O custo real de uma contratação errada na farmácia
Como valores claros, entrevistas estruturadas e um ambiente saudável elevam o engajamento e os resultados do time
Para muitos donos e gestores de farmácias, o processo de recrutar e engajar pessoas tem se tornado um desafio cada vez maior e mais desgastante. E quando realizado de maneira inadequada, pode se tornar prejudicial não apenas para o funcionamento da empresa, mas também para o orçamento.
“Na pressa para repor uma força de trabalho importante, como um balconista, é comum que o empresário divulgue a vaga rapidamente no WhatsApp, entreviste de qualquer maneira e contrate colaboradores por eliminação e não por qualificação”, comenta Paulo Costa, CEO da Éden Grupo e Especialista em liderança do Panorama Farmacêutico.

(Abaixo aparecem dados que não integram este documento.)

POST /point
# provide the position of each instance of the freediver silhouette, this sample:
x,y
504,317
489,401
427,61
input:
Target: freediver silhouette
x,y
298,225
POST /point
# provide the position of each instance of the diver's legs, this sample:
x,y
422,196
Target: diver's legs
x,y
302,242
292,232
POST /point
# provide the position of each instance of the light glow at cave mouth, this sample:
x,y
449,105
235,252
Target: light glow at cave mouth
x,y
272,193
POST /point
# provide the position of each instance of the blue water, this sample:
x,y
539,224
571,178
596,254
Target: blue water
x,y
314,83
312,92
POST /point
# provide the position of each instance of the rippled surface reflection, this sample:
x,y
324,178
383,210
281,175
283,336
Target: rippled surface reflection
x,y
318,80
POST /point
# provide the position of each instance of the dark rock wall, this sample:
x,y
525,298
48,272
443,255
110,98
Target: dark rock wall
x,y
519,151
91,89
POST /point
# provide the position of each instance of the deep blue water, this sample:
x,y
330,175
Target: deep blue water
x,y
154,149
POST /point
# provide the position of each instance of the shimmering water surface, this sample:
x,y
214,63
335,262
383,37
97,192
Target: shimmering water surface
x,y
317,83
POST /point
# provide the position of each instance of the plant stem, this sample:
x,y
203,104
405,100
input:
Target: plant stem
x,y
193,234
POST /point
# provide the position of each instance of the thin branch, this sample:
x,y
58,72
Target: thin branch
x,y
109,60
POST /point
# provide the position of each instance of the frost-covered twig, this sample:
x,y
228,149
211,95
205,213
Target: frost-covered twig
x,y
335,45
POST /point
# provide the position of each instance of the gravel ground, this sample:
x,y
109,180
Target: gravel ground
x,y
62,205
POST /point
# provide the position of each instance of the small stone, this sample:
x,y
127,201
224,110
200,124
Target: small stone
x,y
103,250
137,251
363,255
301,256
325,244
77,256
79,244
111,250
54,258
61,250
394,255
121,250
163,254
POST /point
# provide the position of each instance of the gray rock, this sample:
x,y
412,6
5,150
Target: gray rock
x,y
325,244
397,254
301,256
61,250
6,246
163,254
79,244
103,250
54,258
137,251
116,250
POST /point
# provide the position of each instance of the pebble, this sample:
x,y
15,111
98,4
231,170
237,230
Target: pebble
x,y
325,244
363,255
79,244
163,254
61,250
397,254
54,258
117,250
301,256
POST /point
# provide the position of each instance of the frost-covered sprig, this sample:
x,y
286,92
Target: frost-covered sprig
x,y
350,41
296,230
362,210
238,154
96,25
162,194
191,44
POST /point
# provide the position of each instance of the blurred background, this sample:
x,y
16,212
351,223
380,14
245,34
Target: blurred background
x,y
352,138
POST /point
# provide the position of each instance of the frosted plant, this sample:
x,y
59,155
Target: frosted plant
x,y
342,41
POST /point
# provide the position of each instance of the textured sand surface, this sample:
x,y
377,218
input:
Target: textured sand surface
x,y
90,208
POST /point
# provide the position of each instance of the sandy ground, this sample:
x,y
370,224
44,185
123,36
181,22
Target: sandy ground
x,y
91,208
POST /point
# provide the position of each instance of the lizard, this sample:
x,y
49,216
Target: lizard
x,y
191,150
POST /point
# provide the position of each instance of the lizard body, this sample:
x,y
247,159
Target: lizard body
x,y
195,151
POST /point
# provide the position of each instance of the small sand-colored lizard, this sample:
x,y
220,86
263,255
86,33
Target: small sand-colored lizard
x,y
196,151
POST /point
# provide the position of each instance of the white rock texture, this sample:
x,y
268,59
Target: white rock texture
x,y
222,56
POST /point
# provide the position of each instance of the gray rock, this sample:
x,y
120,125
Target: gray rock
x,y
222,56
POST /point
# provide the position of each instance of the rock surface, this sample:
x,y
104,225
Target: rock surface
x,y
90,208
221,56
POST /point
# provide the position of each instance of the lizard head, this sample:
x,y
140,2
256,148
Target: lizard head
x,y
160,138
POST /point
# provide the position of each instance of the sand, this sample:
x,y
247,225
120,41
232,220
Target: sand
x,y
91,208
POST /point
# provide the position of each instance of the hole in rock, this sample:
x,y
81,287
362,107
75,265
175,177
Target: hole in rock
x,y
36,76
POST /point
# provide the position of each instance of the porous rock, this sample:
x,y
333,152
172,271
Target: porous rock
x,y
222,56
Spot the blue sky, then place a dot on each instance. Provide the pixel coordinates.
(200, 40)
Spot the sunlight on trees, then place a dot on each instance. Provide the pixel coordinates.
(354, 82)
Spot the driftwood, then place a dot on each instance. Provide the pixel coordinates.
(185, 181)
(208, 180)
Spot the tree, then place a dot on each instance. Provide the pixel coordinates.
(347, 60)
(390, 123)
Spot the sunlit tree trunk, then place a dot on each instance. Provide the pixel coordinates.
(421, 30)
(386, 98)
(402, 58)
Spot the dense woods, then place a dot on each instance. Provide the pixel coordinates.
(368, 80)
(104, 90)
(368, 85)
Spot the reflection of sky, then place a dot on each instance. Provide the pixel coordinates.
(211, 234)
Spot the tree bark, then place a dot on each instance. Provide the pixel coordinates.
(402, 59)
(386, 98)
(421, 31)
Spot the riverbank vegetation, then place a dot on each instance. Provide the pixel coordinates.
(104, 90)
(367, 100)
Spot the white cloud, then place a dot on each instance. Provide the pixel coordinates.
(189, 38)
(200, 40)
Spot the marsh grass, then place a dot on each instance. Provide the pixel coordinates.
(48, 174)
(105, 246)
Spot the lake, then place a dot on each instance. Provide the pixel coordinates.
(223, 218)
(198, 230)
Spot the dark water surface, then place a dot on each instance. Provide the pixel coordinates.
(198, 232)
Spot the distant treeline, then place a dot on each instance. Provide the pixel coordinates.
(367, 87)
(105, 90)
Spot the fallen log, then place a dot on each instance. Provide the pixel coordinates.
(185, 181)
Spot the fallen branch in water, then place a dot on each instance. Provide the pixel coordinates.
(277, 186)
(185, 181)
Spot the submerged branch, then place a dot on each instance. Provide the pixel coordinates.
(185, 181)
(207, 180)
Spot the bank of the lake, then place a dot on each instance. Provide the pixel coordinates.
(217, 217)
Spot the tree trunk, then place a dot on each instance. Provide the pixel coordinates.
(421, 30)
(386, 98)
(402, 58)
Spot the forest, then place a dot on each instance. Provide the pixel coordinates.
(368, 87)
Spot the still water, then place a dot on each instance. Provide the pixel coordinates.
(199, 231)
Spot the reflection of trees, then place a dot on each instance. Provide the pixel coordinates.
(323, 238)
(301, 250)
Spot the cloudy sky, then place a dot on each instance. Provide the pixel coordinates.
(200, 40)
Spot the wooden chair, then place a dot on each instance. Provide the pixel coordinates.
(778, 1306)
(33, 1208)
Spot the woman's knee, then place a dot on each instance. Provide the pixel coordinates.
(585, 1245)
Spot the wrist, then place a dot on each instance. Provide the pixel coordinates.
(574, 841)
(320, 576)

Segundo o executivo, o preço dessa contratação equivocada é alto e se reflete em custos invisíveis. Além do impacto financeiro, que pode chegar a representar 30% do custo anual do profissional, trazer a pessoa errada provoca a queda da produtividade do resto do time, gerando uma grave erosão da cultura da farmácia e contaminando negativamente o ambiente.
Valores são a base para decisões de contratação
Para reverter esse quadro, a primeira premissa para construir equipes de alto desempenho é ter valores do negócio bem definidos. “Tratam-se de códigos internos que vão delimitar o que a empresa pode ou não fazer e os critérios para tomada de decisões”, aconselha.
Um candidato pode ter currículo impecável e ser excelente tecnicamente. Mas se o comportamento dele for contrário à cultura que a farmácia está construindo, ele gerará conflitos e destruirá o clima da equipe. “Se a farmácia define junto ao time de vendas que cuidar do paciente é o principal objetivo, isso classifica um valor”, exemplifica.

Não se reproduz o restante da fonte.